“宋钦差一行已于昨夜返回客栈。”师爷端来一碗姜汤,轻声回禀。
旋即,他按捺不住好奇心,又进一步询问:“大人,卑职实在不解,您为何会签署那份文书,将您旗下的兵马交付宋钦差指挥?”
“并且……还允许宋钦差他们带走了三百两纹银。”
苏记常轻轻揉搓着自己红肿的双眼,又对着铜镜略作端详,只见那张肿胀的脸庞触目惊心,一触即痛。
“舍不得孩子套不着狼!这三百万两不过是九牛一毛。”
“若宋钦差能将赈灾粮草安然无恙地送回府衙,那意义远不止三百万两。”
师爷微微皱眉,面上露出困惑之色,“大人,您先前不是决心要将宋钦差置于死地吗?怎么如今……?”
“看你平时挺聪明的,怎么现在却泛起傻来了。留他一命也只是暂时的,世上没有永远的敌人,唯有永恒的利益。既然宋钦差自信能从鲜卑游兵手中夺回粮草,那就让他去试试。”
苏记常冷笑一声,言语间透出一丝杀意,“待他将赈灾粮草带回府衙,便是他命归黄泉之时。”
师爷听得心头一震,双眼圆瞪,不敢再言。
苏记常本就属于淮南王汪权麾下,河图县更是他势力范围的腹地。宋宇一到河图县,便屡次挑衅苏记常的权势,甚至伤及了他的部下,这种侮辱苏记常焉能容忍。
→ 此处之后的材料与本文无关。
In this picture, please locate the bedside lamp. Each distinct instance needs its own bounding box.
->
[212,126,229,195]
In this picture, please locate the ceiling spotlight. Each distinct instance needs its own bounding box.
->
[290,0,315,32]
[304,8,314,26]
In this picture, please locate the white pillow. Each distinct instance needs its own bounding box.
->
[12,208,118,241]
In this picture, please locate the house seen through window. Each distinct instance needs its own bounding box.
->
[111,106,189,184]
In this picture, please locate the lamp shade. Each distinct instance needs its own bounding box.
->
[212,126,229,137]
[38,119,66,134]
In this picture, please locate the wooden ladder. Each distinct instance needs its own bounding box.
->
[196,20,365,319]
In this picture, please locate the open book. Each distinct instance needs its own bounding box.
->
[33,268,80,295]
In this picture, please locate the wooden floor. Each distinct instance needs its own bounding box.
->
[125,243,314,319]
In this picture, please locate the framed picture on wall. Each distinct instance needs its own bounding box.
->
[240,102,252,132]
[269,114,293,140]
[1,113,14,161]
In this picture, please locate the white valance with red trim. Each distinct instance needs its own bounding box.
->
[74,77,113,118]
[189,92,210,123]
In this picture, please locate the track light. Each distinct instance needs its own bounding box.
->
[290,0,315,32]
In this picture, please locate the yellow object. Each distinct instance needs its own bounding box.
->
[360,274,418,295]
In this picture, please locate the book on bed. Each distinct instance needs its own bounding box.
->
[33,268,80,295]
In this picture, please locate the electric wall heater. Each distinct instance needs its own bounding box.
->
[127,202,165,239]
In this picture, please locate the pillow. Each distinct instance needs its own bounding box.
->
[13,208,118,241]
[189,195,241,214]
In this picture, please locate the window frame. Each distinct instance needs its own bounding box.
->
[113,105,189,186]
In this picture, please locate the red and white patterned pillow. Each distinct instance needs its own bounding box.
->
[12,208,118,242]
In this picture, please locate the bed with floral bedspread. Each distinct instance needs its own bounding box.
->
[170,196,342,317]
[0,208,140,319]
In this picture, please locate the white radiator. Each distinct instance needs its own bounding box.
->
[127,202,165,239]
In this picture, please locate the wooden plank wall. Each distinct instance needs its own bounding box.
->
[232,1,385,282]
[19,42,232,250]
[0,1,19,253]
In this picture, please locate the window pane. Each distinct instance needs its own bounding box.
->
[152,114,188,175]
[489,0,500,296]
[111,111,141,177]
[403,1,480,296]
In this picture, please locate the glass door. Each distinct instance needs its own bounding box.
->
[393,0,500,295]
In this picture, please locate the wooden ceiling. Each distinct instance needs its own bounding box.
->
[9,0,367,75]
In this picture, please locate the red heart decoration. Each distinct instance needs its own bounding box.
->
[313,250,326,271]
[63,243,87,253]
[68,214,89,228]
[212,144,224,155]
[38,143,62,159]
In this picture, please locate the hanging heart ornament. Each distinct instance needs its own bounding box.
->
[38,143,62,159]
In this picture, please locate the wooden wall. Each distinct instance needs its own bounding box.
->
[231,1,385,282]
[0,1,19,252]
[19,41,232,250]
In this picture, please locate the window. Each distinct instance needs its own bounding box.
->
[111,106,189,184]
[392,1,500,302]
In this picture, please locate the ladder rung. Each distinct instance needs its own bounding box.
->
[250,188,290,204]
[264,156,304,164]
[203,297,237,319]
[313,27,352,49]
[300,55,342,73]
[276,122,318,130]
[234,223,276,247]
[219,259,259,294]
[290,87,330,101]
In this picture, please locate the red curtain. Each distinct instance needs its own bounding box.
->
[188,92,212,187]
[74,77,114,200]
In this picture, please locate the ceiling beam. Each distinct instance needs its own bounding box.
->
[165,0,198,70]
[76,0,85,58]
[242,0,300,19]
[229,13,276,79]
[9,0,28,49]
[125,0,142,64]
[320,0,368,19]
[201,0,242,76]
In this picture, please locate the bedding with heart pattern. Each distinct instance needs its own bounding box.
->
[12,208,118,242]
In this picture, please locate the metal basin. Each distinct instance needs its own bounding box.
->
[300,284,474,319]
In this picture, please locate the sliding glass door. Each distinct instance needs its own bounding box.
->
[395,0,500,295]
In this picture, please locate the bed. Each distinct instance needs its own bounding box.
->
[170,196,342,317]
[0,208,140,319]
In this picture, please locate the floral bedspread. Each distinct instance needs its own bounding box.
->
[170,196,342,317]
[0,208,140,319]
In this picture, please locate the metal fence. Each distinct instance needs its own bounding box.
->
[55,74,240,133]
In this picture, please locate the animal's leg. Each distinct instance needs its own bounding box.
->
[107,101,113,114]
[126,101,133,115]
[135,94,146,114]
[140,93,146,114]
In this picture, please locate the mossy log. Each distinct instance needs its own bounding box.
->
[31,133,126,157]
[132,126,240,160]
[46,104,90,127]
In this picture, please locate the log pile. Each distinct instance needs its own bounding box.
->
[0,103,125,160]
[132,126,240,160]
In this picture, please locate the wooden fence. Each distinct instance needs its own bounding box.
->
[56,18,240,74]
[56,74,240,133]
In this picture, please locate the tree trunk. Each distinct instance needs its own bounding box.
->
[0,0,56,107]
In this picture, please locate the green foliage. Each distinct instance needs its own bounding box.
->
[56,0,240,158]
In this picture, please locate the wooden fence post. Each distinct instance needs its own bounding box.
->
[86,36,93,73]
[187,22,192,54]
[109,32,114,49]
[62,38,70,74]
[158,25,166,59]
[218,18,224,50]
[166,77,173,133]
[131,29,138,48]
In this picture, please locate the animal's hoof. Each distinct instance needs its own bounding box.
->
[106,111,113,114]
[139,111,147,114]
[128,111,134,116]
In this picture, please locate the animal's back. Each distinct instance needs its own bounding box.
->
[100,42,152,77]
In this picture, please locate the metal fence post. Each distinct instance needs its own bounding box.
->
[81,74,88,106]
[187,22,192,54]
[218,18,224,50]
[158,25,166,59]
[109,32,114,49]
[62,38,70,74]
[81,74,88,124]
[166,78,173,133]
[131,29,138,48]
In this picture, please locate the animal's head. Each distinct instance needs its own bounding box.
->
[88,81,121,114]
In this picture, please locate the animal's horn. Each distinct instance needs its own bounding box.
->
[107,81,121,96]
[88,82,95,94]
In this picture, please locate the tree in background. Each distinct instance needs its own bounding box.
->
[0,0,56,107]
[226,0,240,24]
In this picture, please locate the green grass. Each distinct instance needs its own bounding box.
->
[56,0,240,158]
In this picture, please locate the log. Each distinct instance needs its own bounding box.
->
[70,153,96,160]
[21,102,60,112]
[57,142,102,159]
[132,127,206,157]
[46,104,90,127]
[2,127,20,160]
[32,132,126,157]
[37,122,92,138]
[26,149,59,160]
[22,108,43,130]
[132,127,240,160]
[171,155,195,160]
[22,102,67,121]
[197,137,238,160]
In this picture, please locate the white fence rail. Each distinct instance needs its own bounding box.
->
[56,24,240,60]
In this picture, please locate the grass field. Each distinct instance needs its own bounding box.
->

起初,苏记常打算在鸿门宴上直接除掉宋宇以泄愤,但在听闻宋宇筹集资金的策略后,他改变了主意,决定耐心等待宋宇将赈灾粮草安全送达后再行动手。
毕竟,牺牲一名朝廷命官而已,这种事他们又不是第一次做了。若有变故,自有汪权为其撑腰,苏记常因此也是有恃无恐。
酒店的雅致包房内。
无双皱着眉头,揉着手腕,目光斜斜地瞥向宋宇,语气冷硬地抱怨:“方才我抽打那个苏记常,下手那般畅快,你为何横加阻拦?”
“我的姑奶奶啊,你可是习武之人下手那么重,我若再不制止,那苏记常怕是早已命归黄泉了。”宋宇苦笑着回应。
“哼!那苏记常草菅人命,祸害百姓,死不足惜,你竟还为他辩护。”无双愤然拍桌,手上传来一阵刺痛。
宋宇摇头,露出一丝无奈的笑意,随即取出一块浸有跌打药水的帕子,走到无双面前,轻轻地握住她的手为她敷药,同时解释道,“苏记常毕竟是朝廷命官,你若杀了他,自己也难以脱身。”
“再者,你没察觉到昨晚那是一场危机四伏的鸿门宴吗?若是屋内稍有异动,屋外的近百名衙差便会立刻冲入,到时你我能否全身而退,都尚未可知。”